Above: the slaves who catch and process your dinner

One of the issues I talk about in Out of Sight is getting more publicity.

The Burmese slaves sat on the floor and stared through the rusty bars of their locked cage, hidden on a tiny tropical island thousands of miles from home.

Just a few yards away, other workers loaded cargo ships with slave-caught seafood that clouds the supply networks of major supermarkets, restaurants and even pet stores in the United States.

Here, in the Indonesian island village of Benjina and the surrounding waters, hundreds of trapped men represent one of the most desperate links criss-crossing between companies and countries in the seafood industry.
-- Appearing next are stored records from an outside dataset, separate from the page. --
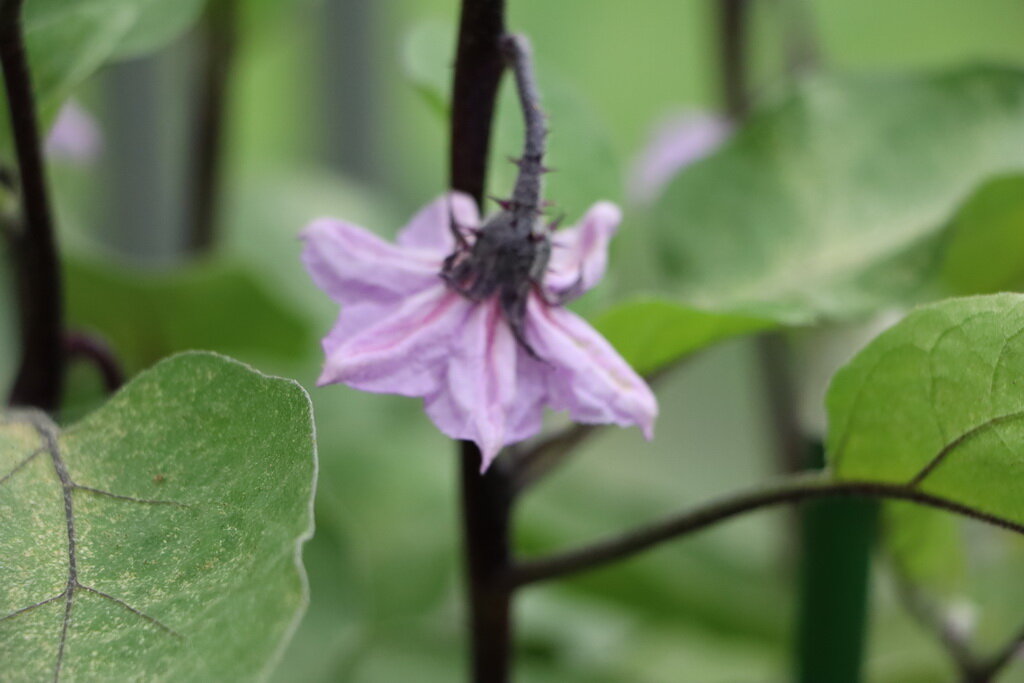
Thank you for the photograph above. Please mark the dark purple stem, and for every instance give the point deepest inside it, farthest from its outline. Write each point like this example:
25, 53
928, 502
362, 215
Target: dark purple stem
98, 353
40, 375
219, 39
485, 499
732, 46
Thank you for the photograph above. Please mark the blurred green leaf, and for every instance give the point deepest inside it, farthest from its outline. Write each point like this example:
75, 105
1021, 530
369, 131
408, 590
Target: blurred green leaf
69, 40
653, 333
935, 402
145, 314
984, 243
827, 203
187, 567
157, 24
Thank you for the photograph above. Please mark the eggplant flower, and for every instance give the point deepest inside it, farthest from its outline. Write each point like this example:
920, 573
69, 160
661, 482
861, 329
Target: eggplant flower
414, 324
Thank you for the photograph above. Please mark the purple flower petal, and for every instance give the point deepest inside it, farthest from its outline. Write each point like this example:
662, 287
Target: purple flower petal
481, 383
588, 378
580, 254
354, 266
430, 228
75, 136
404, 352
677, 143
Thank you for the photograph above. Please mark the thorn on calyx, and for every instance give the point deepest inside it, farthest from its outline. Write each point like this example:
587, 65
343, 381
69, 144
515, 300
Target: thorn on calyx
506, 205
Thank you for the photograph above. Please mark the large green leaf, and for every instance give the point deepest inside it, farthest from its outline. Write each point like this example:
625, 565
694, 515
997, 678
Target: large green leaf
181, 562
829, 202
935, 403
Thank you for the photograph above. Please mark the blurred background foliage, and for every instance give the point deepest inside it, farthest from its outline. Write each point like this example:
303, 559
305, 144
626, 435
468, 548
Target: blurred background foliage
337, 108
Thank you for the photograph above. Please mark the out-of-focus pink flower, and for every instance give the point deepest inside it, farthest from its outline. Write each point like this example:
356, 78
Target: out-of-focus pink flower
403, 330
75, 136
674, 145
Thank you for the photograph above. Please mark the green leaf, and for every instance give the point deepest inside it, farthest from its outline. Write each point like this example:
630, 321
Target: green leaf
828, 203
215, 305
69, 40
653, 333
935, 403
185, 557
984, 243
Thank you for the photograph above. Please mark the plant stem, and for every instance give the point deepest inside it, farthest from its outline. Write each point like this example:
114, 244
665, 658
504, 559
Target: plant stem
219, 40
99, 354
486, 503
796, 489
836, 537
732, 56
478, 69
486, 499
40, 375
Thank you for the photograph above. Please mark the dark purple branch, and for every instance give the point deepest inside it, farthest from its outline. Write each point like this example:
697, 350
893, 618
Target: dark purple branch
40, 375
98, 353
485, 499
219, 40
689, 521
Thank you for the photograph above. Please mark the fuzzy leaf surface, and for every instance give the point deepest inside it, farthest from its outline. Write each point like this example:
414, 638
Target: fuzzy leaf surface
935, 403
187, 566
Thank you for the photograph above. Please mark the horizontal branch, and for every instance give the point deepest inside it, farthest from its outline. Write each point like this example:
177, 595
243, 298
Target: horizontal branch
798, 488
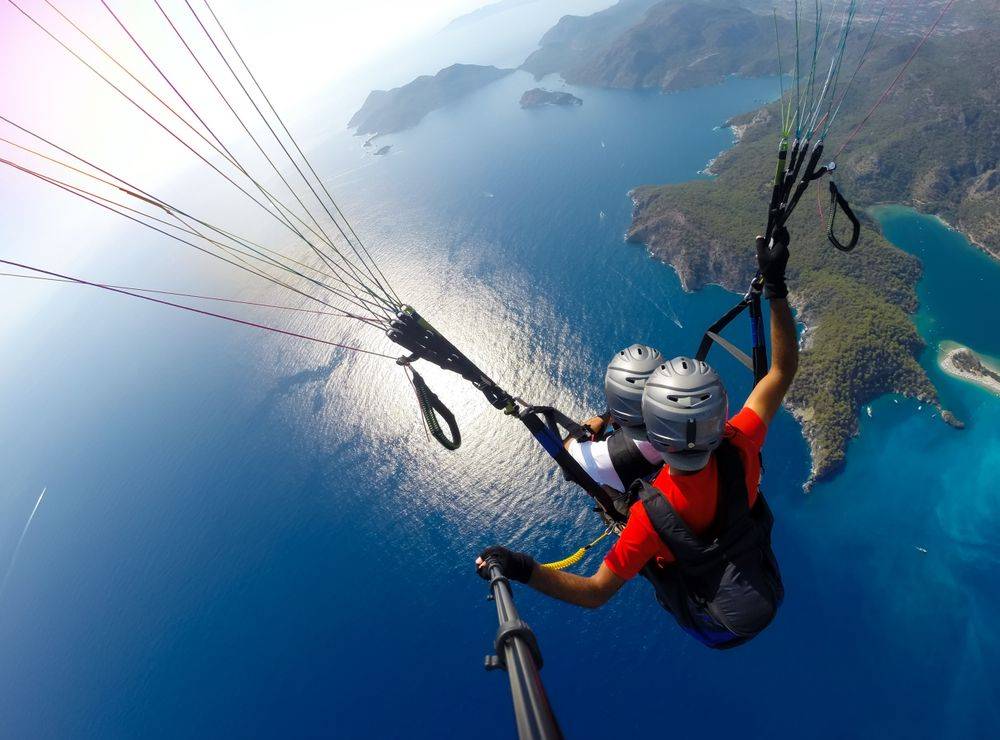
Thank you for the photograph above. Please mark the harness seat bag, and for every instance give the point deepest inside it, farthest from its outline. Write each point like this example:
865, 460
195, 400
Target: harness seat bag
724, 588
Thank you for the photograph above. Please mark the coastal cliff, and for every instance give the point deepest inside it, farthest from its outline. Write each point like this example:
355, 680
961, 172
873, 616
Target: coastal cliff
930, 145
670, 45
963, 363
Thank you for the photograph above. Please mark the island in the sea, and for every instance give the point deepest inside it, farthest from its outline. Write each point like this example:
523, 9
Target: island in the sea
391, 111
963, 363
539, 97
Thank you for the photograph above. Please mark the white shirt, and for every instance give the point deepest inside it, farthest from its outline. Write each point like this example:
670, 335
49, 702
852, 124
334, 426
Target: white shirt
596, 461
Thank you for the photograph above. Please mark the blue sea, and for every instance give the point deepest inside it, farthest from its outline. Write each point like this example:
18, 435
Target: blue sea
245, 535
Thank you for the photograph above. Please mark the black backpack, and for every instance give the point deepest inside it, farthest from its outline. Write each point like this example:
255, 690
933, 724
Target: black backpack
724, 588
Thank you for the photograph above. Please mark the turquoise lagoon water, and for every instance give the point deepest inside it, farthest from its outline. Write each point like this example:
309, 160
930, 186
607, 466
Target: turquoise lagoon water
244, 536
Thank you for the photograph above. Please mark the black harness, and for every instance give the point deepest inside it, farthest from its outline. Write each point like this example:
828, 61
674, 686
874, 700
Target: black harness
724, 587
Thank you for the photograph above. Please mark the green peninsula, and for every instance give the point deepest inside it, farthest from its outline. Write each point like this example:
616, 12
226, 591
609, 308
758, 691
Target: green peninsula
931, 145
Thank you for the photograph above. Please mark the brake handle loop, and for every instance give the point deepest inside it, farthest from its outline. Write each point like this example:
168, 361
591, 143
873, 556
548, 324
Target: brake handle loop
839, 202
434, 410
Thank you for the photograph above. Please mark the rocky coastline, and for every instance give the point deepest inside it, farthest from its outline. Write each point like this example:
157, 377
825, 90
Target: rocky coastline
962, 362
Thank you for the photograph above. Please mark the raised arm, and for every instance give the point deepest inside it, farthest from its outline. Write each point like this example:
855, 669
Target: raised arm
590, 592
766, 397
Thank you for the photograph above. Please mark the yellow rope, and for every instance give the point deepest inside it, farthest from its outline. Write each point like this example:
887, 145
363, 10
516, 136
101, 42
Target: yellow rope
577, 556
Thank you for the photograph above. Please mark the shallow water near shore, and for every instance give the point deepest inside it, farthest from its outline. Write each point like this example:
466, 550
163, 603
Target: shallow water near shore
246, 537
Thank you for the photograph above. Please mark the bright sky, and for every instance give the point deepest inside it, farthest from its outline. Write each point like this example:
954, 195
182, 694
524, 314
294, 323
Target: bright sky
296, 47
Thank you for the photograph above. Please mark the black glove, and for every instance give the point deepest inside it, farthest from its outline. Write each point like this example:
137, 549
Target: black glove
772, 260
515, 565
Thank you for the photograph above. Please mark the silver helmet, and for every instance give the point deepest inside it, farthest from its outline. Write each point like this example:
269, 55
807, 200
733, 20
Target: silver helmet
625, 379
685, 407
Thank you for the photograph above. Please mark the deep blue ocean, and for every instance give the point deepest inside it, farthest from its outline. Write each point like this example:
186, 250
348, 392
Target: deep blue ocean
248, 536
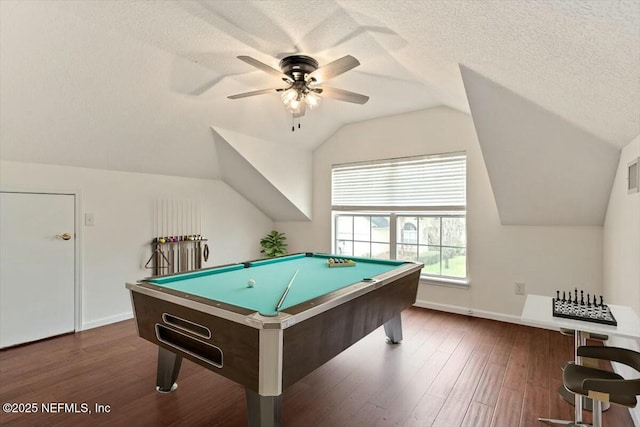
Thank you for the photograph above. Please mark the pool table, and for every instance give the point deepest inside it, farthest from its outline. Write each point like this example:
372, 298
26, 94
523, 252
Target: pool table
214, 318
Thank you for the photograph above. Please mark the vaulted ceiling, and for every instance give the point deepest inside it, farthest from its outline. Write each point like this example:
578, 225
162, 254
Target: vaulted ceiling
136, 85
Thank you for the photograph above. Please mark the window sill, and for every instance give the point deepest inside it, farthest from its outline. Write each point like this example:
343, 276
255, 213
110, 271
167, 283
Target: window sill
446, 282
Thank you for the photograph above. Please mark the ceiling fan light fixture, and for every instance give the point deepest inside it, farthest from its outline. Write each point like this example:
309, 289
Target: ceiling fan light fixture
312, 99
289, 95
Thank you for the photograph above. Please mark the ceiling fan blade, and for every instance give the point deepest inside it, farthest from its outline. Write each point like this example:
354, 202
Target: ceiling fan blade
342, 95
253, 93
333, 69
264, 67
301, 111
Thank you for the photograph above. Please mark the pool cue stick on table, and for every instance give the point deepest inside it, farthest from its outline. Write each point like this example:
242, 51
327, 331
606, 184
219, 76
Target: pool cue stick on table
286, 291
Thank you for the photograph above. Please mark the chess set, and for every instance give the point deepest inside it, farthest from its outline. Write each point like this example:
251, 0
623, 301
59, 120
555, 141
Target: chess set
589, 311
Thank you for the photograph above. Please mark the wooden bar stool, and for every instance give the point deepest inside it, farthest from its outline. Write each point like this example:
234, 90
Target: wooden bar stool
568, 397
599, 385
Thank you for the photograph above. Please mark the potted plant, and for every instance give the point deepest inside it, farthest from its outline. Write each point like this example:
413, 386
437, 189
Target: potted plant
274, 244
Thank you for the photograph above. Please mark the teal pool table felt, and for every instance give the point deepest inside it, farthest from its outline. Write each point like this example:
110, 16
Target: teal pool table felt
229, 284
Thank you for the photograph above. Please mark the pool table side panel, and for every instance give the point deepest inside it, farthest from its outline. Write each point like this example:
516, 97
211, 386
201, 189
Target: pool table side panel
311, 343
239, 343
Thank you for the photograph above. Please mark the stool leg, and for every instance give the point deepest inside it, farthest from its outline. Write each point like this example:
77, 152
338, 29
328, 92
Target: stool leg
597, 413
580, 340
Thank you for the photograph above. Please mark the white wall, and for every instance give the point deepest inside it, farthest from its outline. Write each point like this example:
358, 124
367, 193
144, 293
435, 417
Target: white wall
286, 167
622, 252
622, 237
545, 258
116, 248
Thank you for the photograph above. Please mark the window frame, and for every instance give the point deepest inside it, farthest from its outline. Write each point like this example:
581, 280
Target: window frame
441, 280
395, 212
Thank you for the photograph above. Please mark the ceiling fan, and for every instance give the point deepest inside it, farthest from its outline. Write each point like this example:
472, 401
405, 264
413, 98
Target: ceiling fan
304, 78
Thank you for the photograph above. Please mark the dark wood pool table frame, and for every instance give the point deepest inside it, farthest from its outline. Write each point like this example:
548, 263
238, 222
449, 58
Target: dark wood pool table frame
268, 354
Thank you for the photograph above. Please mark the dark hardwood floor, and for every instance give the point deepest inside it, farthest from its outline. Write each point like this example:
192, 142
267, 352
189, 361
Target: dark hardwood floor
450, 371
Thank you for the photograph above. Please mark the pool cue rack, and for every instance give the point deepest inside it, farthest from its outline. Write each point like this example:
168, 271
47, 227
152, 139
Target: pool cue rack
183, 248
184, 253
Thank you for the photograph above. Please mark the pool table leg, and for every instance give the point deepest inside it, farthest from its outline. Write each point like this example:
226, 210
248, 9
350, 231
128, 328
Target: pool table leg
264, 411
393, 329
168, 369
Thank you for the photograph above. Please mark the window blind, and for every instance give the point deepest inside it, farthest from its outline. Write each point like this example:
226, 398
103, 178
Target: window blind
425, 182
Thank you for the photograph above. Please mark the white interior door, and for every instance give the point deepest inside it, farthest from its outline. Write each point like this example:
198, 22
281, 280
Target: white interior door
37, 289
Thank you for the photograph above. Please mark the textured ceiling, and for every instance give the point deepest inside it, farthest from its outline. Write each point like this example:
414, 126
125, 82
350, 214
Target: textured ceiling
135, 85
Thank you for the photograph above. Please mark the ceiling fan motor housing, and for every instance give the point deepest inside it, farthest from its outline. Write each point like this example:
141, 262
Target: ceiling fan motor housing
297, 66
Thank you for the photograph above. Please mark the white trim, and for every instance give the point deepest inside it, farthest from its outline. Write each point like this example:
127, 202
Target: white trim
107, 320
77, 202
467, 311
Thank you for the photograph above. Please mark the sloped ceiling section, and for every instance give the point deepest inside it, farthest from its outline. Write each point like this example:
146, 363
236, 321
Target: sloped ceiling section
243, 177
543, 169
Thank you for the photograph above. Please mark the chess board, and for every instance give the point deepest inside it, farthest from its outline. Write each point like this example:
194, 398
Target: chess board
588, 313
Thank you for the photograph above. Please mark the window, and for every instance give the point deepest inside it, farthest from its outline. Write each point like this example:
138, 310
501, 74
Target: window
410, 209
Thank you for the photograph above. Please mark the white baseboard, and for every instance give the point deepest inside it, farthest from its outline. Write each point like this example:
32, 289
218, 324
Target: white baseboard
107, 320
508, 318
613, 341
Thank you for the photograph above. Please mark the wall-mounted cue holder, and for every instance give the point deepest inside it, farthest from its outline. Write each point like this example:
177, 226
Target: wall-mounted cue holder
182, 248
177, 254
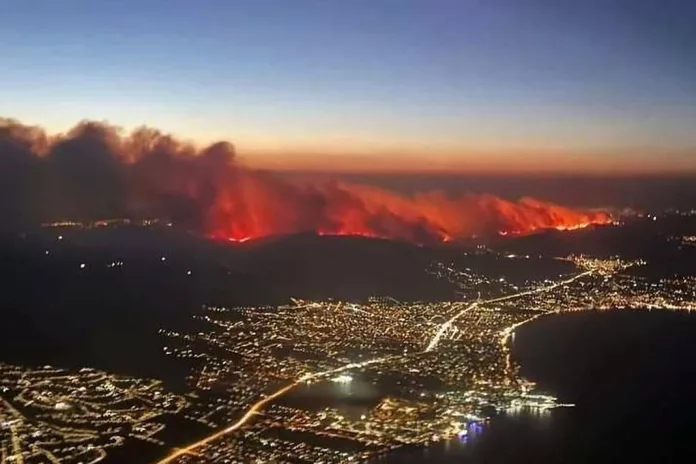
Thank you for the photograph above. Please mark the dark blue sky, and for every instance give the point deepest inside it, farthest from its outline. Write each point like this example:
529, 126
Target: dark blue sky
462, 82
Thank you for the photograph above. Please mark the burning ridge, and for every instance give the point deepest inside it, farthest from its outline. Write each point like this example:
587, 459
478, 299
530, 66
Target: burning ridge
95, 171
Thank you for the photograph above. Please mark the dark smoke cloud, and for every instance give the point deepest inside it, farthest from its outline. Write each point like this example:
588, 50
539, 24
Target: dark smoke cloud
97, 171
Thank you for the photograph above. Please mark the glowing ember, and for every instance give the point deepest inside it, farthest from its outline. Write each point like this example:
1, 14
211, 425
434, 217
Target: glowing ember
251, 206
This intricate web of connections separates the fish we eat from the men who catch it, and obscures a brutal truth: Your seafood may come from slaves.

The men the Associated Press spoke to on Benjina were mostly from Myanmar, also known as Burma, one of the poorest countries in the world. They were brought to Indonesia through Thailand and forced to fish. Their catch was shipped back to Thailand, and then entered the global commerce stream.

Tainted fish can wind up in the supply chains of some of America’s major grocery stores, such as Kroger, Albertsons and Safeway; the nation’s largest retailer, Wal-Mart; and the biggest food distributor, Sysco. It can find its way into the supply chains of some of the most popular brands of canned pet food, including Fancy Feast, Meow Mix and Iams. It can turn up as calamari at fine dining restaurants, as imitation crab in a California sushi roll or as packages of frozen snapper relabeled with store brands that land on our dinner tables.

Basically, if you are eating commercial seafood, you are probably inadvertently supporting extremely exploitative labor if not outright slavery. Whether it is Walmart contracting with Louisiana fish suppliers who bring guestworkers in from other countries and then lock them into the factory or big American and European companies buying southeast Asian seafood off the open market, horrific labor is what propels cheap seafood.

This is why in order to fight these conditions, we must be able to hold contracting corporations legally responsible for the actions of their suppliers. It is Walmart, Kroger, etc. that are demanding the fish at a very low price. Just like with apparel, this puts downward pressure on wages, to the point of using slave labor wherever possible. Right now, there is no way to hold these corporations accountable. At best, one local operation gets busted but then it just gets replaced by something else almost or just as bad. That’s not acceptable.